がんばれジョージ6世! [96点] [参考:2]

このレビューはネタバレを含みます

この作品の面白さは私達とはまったく別世界に住んでいる英国王が、吃音というコンプレックスをかかえて悩み苦しみながらも、国民のために、苦手なスピーチ(仕事)を逃げずに立ち向かっていく、一人の気弱な人間の姿に共感を得てしまうところ。
まさか、兄(エドワード8世)が離婚暦のあるアメリカ女性と結婚するために王冠を捨てるなんて!
「僕と違って、兄は社交的で国民からも愛されてスピーチも流暢。
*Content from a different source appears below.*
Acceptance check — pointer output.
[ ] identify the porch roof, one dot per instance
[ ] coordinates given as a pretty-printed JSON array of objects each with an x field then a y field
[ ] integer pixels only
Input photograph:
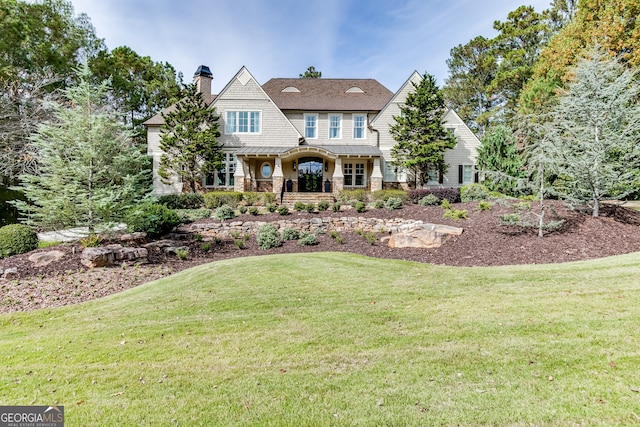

なのにこんな大きな責任を僕に押し付けて!」って感じだろうか。
さすがにちょっと可愛そう・・・。
ジョージが妻に泣きつくシーンは思わずもらい泣きしてしまった。

確かにエドワード王の方が、気弱な弟のジョージよりも英国王にふさわしい資質だったかもしれない。
けれど、真摯に吃音を克服しようと、日々努力する実直のジョージだからこそ、運命の女神はジョージに王冠を与えたのかも?と私は思ってしまった。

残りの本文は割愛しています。